The second was these bozos:
There was only one thing to do under the circumstances: we got in the car.
We ALL got in the car: one woman in labor, one stressed-out husband, one shepherd mix who was like ARE WE GOING TO THE PARK? THE PARK?? and one bulldog who likes to sit on the driver’s lap and roll the windows down with her feet.
Domino’s Pizza. I’m not kidding. We picked up a pan pizza with pepperoni. Then we drove to the doggie daycare place, and then we headed downtown.
At some point between slice of pizza #1 and slice of pizza #2, my water broke. We hit Lakeshore Drive and Lake Michigan stretched white and frozen out into the distance and I was relieved because we were almost there.

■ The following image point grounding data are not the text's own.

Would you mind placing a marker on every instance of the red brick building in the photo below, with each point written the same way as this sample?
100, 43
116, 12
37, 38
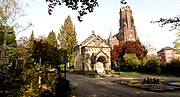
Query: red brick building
127, 30
166, 54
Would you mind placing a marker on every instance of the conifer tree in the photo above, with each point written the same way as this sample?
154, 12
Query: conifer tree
29, 48
52, 39
67, 38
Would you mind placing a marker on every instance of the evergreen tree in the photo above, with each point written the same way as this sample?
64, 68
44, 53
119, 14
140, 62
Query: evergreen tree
29, 48
177, 42
52, 39
67, 38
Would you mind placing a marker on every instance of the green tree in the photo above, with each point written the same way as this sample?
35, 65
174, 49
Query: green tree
29, 49
67, 38
10, 82
177, 42
52, 39
131, 62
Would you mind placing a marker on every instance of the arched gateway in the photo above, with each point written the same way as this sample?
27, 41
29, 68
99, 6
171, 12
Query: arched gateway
93, 54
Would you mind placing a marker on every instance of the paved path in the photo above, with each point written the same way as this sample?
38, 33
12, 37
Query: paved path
102, 87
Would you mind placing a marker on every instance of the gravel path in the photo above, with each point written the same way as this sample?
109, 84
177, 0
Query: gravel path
103, 87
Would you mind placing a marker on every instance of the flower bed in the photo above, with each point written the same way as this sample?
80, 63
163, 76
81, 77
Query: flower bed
157, 86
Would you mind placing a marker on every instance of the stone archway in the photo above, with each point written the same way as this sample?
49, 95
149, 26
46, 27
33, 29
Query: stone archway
101, 59
100, 64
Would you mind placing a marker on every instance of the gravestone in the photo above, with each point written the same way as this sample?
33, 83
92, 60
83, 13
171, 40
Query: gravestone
4, 54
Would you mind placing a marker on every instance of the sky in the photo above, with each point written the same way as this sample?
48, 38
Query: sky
105, 19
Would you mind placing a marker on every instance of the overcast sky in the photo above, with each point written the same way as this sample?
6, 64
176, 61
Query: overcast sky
105, 18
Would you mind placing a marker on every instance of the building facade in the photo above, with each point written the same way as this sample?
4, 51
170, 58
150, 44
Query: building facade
127, 30
167, 54
93, 54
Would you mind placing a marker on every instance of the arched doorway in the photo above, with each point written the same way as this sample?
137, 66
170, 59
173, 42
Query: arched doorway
100, 65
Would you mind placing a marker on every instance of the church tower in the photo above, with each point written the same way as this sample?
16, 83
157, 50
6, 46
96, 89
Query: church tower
127, 30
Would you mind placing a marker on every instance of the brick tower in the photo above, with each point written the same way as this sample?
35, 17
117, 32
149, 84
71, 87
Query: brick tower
127, 30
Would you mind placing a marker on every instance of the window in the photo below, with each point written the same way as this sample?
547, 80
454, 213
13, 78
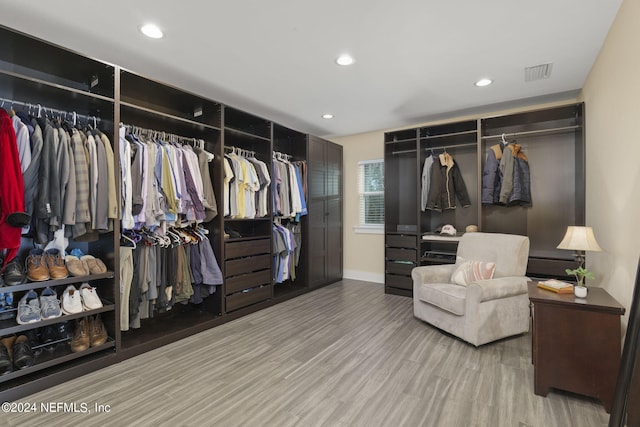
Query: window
371, 191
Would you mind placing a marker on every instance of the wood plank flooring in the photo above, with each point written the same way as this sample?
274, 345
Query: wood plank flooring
344, 355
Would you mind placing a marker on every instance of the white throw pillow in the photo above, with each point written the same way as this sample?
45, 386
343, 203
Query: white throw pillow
473, 271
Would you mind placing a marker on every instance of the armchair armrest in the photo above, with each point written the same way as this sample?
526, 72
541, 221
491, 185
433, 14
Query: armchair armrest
433, 273
503, 287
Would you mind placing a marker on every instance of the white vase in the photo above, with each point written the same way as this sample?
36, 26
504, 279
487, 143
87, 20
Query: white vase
580, 291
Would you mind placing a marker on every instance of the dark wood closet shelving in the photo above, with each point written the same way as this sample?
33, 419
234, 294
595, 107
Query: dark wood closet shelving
37, 72
552, 139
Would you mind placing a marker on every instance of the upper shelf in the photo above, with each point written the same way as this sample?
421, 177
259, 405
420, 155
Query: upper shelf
41, 61
150, 96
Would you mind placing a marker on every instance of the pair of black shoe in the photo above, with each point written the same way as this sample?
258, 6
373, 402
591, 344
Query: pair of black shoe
14, 273
49, 336
15, 351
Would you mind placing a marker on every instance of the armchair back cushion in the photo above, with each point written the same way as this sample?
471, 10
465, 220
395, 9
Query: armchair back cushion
510, 253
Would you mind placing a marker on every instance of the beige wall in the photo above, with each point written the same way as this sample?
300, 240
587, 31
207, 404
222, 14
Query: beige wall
364, 253
612, 99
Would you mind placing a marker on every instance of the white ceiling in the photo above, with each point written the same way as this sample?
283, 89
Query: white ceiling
416, 60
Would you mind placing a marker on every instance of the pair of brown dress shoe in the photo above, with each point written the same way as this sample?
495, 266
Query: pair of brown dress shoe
45, 265
90, 332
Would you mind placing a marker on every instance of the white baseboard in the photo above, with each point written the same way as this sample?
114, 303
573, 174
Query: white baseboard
366, 276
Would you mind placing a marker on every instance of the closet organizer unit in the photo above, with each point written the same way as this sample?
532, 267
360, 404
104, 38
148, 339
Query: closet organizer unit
150, 105
293, 144
34, 72
247, 234
36, 75
553, 141
325, 189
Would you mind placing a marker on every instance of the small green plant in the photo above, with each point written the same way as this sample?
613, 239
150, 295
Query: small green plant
580, 274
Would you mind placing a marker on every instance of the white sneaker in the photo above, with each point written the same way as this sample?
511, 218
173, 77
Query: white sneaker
90, 298
71, 301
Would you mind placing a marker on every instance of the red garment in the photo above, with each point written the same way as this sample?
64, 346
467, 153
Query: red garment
11, 186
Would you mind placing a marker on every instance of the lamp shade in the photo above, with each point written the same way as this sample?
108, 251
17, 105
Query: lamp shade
579, 239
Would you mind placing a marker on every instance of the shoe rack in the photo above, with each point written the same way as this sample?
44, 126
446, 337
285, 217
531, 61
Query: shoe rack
59, 81
36, 72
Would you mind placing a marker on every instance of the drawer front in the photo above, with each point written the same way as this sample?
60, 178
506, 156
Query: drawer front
247, 248
399, 268
246, 281
252, 296
395, 254
402, 282
400, 241
246, 265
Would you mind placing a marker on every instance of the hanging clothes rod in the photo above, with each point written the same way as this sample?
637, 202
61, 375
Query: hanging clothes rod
532, 132
170, 137
279, 155
39, 109
444, 147
240, 151
439, 147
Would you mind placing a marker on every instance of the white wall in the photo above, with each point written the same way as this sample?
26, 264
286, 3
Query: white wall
612, 99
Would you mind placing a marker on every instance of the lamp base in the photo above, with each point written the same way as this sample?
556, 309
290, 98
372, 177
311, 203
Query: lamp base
580, 291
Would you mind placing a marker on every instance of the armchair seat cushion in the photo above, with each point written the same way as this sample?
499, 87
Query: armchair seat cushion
444, 295
484, 307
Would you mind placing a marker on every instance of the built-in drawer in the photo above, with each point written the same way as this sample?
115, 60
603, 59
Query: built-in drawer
399, 268
248, 297
401, 241
402, 282
247, 248
245, 281
396, 254
246, 265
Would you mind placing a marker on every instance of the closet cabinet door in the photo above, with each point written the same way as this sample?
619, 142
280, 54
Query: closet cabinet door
325, 212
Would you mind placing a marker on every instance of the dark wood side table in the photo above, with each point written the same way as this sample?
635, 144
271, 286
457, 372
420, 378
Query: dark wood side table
576, 342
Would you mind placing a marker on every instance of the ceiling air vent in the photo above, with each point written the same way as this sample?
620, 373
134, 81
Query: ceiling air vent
537, 72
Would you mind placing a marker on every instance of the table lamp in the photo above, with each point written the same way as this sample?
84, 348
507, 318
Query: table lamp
580, 239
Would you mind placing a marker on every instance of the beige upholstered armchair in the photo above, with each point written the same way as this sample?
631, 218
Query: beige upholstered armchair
483, 296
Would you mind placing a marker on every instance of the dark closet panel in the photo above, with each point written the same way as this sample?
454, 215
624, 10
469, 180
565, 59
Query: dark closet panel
34, 72
325, 212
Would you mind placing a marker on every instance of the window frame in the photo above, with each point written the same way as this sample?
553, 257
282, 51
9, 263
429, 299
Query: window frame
363, 227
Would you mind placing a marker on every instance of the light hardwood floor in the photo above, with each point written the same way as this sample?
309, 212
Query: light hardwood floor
344, 355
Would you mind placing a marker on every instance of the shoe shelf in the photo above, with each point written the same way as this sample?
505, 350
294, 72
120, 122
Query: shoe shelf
57, 282
61, 354
10, 326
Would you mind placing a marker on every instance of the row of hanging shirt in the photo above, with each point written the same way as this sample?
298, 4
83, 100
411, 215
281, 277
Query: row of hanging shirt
286, 251
164, 183
506, 178
69, 177
246, 185
160, 271
442, 183
288, 196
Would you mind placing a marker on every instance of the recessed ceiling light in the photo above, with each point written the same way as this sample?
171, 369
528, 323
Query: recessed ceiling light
345, 60
484, 82
151, 31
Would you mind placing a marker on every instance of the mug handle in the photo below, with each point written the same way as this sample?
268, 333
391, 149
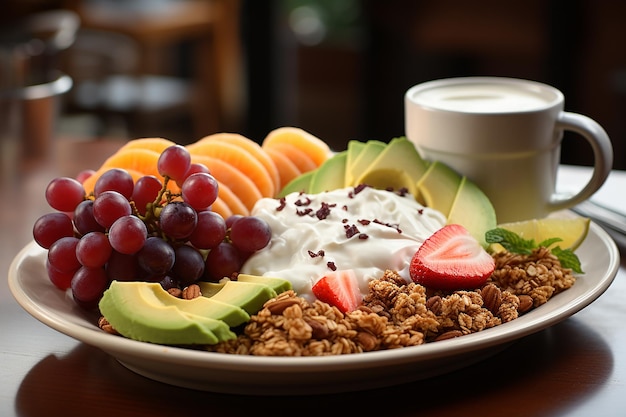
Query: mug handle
602, 154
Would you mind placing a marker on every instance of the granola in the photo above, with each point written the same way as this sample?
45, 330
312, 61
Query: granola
396, 314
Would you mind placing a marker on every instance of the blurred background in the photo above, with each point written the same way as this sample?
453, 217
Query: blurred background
183, 69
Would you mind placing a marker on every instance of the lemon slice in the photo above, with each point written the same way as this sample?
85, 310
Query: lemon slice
572, 231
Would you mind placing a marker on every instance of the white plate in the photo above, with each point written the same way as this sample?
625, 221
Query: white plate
287, 375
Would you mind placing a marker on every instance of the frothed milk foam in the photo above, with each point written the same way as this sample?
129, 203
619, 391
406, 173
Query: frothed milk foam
505, 135
484, 98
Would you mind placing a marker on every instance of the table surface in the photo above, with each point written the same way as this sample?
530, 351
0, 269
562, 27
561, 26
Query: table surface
575, 368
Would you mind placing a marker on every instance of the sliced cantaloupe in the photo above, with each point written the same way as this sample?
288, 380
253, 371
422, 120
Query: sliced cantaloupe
221, 208
300, 159
240, 159
252, 147
287, 170
233, 202
133, 160
311, 145
152, 144
242, 186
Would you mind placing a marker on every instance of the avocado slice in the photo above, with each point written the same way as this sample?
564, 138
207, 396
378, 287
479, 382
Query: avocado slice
277, 284
354, 149
473, 210
371, 151
330, 175
203, 306
248, 295
135, 312
438, 187
299, 184
399, 165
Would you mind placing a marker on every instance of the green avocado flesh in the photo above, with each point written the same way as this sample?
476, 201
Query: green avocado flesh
144, 311
398, 165
135, 311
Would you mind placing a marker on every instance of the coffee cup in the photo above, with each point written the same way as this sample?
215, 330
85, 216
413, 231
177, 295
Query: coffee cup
505, 135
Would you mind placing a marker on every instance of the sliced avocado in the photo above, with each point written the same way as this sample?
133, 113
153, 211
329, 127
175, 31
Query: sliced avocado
373, 148
438, 187
277, 284
473, 210
330, 175
354, 149
248, 295
399, 165
297, 185
203, 306
209, 289
135, 312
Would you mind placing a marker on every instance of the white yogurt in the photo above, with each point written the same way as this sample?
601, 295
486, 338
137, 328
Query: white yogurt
367, 231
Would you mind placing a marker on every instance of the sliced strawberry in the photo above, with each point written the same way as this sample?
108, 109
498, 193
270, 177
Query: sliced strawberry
339, 289
451, 259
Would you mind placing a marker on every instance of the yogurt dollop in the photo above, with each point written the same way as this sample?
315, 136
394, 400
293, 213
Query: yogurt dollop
363, 229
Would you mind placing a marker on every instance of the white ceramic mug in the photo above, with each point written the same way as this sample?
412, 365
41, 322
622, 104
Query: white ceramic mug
504, 134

It’s a good thing, too, because by that point my contractions were only four minutes apart.
Things went alright for the first thirty minutes we were at the hospital. I was only two centimeters dilated and not in so much pain that I couldn’t watch the nurses as they hooked me up to an IV and wrapped the fetal monitors around my belly. They asked if I was planning to have an epidural and in COMPLETE, ADORABLE IGNORANCE of what was about to happen I chirped “we’re keeping our options open, but we’re hoping to avoid one, thanks!”

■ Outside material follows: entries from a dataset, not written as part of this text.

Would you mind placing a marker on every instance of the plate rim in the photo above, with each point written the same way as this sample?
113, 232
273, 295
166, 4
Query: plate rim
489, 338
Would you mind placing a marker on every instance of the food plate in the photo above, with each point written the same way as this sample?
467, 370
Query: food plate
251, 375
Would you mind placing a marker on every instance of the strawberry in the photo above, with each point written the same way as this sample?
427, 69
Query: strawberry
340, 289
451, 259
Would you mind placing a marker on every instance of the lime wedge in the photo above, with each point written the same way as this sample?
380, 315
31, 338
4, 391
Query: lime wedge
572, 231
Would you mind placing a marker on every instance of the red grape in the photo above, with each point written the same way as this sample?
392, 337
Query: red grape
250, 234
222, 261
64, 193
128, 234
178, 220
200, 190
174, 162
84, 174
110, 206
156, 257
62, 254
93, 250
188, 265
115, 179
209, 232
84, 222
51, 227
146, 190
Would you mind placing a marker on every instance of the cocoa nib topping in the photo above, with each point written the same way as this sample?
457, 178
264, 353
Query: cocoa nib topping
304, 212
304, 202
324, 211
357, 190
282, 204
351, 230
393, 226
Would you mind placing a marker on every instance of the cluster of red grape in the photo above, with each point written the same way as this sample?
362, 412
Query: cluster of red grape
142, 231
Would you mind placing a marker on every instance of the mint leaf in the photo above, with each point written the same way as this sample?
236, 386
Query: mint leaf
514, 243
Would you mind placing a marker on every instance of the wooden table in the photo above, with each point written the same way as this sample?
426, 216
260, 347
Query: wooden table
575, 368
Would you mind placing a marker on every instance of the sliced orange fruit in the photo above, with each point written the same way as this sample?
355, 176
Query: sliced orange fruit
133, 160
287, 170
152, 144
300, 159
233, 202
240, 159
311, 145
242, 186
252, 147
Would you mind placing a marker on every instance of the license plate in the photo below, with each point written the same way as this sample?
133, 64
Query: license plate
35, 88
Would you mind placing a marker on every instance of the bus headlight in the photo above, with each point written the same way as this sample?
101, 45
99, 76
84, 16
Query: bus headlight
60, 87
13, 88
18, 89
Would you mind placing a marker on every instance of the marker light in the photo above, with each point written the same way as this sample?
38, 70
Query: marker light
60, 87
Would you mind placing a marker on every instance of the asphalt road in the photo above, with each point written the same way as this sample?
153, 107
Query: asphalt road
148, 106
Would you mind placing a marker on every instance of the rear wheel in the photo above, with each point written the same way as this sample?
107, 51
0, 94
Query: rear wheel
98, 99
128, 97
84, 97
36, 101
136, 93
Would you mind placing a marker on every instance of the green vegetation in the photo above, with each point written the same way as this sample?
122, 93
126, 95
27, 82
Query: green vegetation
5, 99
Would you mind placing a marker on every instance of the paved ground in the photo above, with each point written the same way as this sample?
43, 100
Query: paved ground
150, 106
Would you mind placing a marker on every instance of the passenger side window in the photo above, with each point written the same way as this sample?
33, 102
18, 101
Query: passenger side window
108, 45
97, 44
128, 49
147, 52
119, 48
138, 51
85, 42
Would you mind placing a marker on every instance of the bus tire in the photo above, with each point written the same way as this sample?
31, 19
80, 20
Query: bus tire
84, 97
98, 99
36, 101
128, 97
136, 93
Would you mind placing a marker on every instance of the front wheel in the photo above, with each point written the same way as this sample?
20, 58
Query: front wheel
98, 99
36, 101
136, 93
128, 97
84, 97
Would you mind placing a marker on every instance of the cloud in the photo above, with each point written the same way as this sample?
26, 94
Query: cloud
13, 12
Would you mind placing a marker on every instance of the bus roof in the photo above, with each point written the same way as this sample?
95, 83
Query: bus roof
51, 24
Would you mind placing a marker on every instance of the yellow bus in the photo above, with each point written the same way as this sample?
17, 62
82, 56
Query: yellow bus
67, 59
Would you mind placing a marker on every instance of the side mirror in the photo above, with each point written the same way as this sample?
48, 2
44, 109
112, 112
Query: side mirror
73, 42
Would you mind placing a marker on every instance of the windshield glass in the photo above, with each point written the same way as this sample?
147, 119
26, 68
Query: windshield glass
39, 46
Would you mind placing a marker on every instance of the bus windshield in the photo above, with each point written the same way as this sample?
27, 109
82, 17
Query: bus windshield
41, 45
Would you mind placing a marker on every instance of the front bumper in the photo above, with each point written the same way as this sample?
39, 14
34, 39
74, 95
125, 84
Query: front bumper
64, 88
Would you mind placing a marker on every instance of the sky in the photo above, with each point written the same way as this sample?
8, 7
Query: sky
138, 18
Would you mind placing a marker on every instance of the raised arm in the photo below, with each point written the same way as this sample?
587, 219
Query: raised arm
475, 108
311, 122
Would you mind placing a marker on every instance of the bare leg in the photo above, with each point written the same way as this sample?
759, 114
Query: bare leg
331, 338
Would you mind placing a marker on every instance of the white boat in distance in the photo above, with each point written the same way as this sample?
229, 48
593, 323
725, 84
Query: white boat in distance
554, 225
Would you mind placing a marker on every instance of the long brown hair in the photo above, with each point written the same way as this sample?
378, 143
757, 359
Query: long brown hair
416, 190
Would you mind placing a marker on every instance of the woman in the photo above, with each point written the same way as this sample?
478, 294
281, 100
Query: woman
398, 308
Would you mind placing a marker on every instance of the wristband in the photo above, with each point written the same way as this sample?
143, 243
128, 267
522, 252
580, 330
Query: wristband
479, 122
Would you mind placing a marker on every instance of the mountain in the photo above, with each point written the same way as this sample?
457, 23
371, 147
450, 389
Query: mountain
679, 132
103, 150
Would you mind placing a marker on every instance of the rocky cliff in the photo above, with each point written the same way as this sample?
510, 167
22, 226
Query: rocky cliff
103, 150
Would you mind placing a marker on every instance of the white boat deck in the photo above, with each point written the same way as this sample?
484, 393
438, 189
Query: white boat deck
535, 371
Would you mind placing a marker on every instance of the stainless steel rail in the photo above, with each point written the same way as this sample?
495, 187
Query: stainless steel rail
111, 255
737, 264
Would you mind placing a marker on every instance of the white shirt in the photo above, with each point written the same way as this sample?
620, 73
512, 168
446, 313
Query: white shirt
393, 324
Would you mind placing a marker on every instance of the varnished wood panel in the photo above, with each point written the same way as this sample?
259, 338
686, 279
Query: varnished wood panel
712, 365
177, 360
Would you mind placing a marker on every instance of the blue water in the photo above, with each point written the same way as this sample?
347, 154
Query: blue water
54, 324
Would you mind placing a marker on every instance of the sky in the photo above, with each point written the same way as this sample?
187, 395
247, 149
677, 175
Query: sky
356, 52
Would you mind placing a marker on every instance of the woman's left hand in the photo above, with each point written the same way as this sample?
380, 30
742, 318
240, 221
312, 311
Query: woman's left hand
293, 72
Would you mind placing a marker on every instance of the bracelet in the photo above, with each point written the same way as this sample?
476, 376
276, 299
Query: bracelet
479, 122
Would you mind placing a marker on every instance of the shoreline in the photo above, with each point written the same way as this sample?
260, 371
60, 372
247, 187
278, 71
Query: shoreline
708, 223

Then I hit a wall of heat, like I’d opened the door to a sauna. My memories get a little jangled up after that, from the pain. I know the nurse handed me a tiny, kidney-shaped bowl for puking in and Scott took one look at it and moved the trashcan over to the bed. I know I cried, and Scott teared up because I was crying, and the nurse kept pushing the monitors into my belly in order to find the baby’s heartbeat.
That was the worst part: Because of the way the baby was positioned, the nurses were constantly “losing him” and pressing the monitors into me during contractions to get him back. Every time they pressed, I wanted to scream. Or I did scream–I’m not sure. At some point the contractions started coming on top of each other, lasting 90-120 seconds rather than 60.

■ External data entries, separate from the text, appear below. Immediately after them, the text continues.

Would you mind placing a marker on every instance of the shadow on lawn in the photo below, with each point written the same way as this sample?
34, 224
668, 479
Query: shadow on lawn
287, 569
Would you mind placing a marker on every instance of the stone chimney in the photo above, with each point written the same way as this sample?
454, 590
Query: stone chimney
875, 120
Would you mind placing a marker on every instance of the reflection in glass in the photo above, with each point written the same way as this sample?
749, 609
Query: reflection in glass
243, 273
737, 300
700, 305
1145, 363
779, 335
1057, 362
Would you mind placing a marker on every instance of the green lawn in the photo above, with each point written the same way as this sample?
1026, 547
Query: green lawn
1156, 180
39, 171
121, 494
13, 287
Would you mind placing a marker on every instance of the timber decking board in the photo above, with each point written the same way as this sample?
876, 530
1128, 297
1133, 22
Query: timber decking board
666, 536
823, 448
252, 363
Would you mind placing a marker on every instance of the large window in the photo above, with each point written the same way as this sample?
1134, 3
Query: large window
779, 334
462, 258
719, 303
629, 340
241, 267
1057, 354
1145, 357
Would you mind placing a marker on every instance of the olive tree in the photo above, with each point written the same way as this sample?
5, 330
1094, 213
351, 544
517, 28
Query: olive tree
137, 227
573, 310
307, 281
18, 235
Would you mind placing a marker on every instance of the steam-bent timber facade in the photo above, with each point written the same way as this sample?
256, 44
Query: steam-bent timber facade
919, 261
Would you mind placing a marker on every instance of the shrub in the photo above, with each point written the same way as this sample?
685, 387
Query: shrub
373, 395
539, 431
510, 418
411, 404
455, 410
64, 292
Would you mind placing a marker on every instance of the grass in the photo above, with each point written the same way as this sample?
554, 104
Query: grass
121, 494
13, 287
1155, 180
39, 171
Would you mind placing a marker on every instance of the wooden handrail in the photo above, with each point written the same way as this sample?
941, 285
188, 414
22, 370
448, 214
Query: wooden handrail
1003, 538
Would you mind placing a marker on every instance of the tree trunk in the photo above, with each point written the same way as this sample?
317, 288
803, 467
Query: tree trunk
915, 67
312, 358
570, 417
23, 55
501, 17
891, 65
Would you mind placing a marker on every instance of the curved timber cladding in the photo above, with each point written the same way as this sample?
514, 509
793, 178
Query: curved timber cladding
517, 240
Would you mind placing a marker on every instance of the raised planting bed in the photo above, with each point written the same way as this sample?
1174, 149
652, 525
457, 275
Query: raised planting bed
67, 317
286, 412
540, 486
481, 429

Sitting here today, I honestly can’t tell you what the contractions felt like. I can’t describe the pain–not because it was indescribable, but because it’s exactly as people say: I have no memory of it. But at the time? At the time I was like STICK AN EPIDURAL IN ME I AM DONE.
The anesthesiologist came in and during a break in contractions I asked him how many epidurals he’d done in his career–which, from the youthful looks of him, had been about two weeks long. I have no idea what his answer was because right then another contraction hit and WOWEE WHO WAS I KIDDING. If he had graduated the previous Friday with a degree in agricultural science, I would have been all STEP ON UP, DOCTOR. IT’S AN HONOR TO BE YOUR FIRST HUMAN PATIENT.
In the first two hours that I was at the hospital, I went from two to seven centimeters. Then I got the epidural, and an hour after that I was at ten centimeters. I pushed for six contractions and all of a sudden there was a little human HEAD where there hadn’t been one before and Scott and I opened our mouths like HOLY SHIT THIS IS AWESOME and the baby was born.
We named him Christopher Hunt Rohrbaugh. “Hunt” is for “Huntsville” because exactly one year earlier, Scott had proposed in the backyard of our house in Alabama.
Let me pause for a second and say something about the epidural. You know how some people get worked up about epidurals? How some people say that if you get one, you lose out on the joy and empowerment and pride of a totally natural childbirth experience? Well, this was my face right after Christopher was born. This was my face.
I’ve signed a lot of documents in my life, and as a lawyer I’ve reviewed tens of thousands of them. But until the nurse handed me my discharge paper to sign, I’d never seen a document that took my breath away.
It says I have examined the child, and I have determined that the child is mine, and I am taking the child home.